The readings for this Pentecost Sunday are filled with the Holy Spirit — from the first reading from Acts: “And they were filled with the Holy Spirit,” to the second reading from 1 Corinthians: “For in one Spirit we were all baptized into one body…and we were all given to drink of one Spirit,” to the Gospel from John, “Receive the Holy Spirit.”

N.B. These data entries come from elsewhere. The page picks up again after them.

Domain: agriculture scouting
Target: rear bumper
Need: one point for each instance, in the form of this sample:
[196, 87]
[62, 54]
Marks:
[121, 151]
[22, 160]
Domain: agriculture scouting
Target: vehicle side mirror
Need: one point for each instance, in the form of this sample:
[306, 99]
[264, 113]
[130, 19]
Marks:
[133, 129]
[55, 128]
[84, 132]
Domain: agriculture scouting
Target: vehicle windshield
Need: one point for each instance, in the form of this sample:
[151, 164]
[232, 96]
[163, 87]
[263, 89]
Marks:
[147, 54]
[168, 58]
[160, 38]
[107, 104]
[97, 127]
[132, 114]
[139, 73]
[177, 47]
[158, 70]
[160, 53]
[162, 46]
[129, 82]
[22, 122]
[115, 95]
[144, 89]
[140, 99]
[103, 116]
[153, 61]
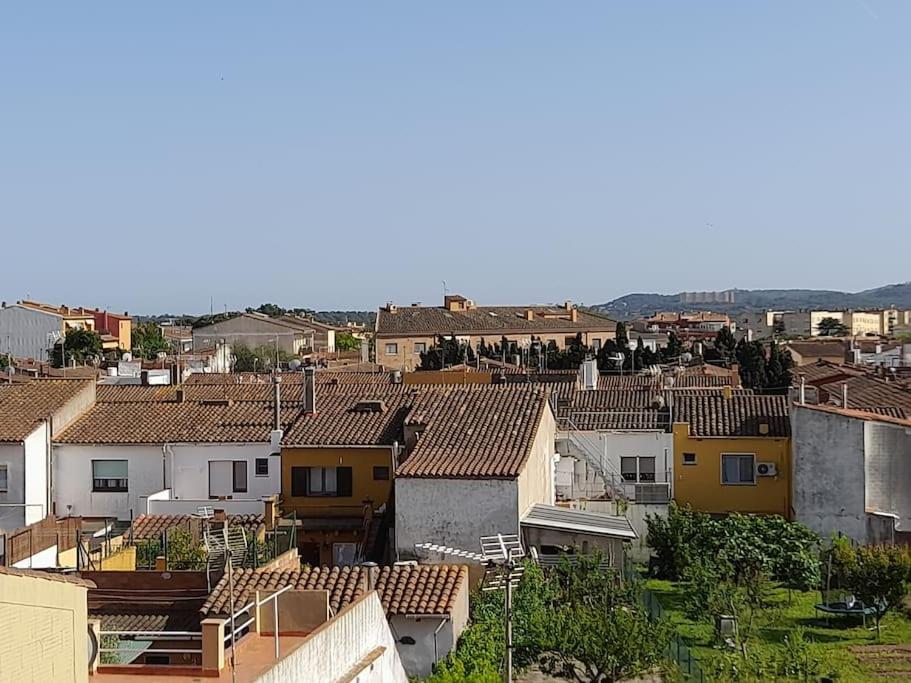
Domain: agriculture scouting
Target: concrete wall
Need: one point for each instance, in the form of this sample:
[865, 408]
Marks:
[357, 643]
[453, 512]
[888, 469]
[24, 331]
[536, 481]
[828, 472]
[43, 630]
[434, 636]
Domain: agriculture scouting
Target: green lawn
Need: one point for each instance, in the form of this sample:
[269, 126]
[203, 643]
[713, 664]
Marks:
[830, 644]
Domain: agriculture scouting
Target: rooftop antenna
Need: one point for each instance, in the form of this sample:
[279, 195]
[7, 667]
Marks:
[500, 555]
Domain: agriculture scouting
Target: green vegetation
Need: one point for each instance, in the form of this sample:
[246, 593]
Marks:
[80, 346]
[788, 640]
[576, 622]
[148, 341]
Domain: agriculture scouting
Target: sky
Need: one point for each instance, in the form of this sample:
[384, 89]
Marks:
[177, 156]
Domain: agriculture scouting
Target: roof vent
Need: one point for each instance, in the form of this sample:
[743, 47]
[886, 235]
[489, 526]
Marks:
[370, 407]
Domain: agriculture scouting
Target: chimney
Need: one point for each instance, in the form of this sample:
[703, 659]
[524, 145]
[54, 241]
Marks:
[310, 390]
[277, 402]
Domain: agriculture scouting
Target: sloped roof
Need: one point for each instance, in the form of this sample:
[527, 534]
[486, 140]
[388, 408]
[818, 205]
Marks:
[24, 405]
[474, 431]
[490, 320]
[403, 589]
[713, 415]
[187, 422]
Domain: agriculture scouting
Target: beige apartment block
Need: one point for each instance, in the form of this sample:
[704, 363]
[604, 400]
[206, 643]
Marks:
[43, 627]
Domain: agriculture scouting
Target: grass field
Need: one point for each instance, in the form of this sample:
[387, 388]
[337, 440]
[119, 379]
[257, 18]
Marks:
[844, 649]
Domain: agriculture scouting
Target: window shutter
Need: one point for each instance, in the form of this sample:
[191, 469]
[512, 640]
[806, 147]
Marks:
[299, 479]
[343, 482]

In the first reading from Acts we learn how the Holy Spirit permeates the Church throughout the world. On that first Pentecost, when the Holy Spirit entered all those present, they each heard the Word of God in their native tongues. This is considered to be the absolute beginning of the Church. Thus, Pentecost is the birthday of the Church. From the Catechism of the Catholic Church, second edition #767: “When the work which the Father gave the Son to do on earth was accomplished, the Holy Spirit was sent of the day of Pentecost in order that He might continually sanctify the Church.”

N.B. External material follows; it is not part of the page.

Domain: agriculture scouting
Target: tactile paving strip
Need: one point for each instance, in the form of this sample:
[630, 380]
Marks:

St. Paul’s first letter to the Corinthians was written because of the divisions that had developed among the Christian community in Corinth. In this particular reading Paul speaks of community — community that is cemented by the Holy Spirit, and in which each person, through the stewardship of her or his gifts, contributes to the good of the whole: “To each person the manifestation of the Spirit is given for the common good.” This is in effect the universal call to each of us to be good stewards: to recognize that we are gifted by God through the Holy Spirit, and that we are an intricate part of the Body of Christ. “As a body is one though it has many parts, and all the parts of the body, though many, are one body, so also Christ.”
It is in the Gospel of John nonetheless that we can grasp the completeness of the Holy Spirit. As stated Jesus announces Himself — greets the disciples — by saying “Peace be with you.” Jesus is not hoping that they will feel the peace of His presence; He is gifting it to them. That is important to understand — His greeting is not a wish; it is a gift. What he said most likely was “Shalama,” the Aramaic version of the Hebrew Shalom. Some words just do not translate well, and this is one of them. Yes, Shalama means “peace,” but it means much more than that. It is a greeting and a farewell. It means “complete peace.” It is a feeling of contentment, completeness, wholeness, wellbeing, and harmony. In fact, Aramaic scholars say it means all of the following: completeness, wholeness, health, peace, welfare, safety, tranquility, prosperity, perfectness, fullness, rest, harmony, the complete absence of discord.
This is the Lord’s gift to us as well. Everything in that word Shalama is what we strive for. It is through stewardship, through our ability to find our place in the Body of Christ through the Holy Spirit, that we might achieve the kind of peace Jesus presents to us.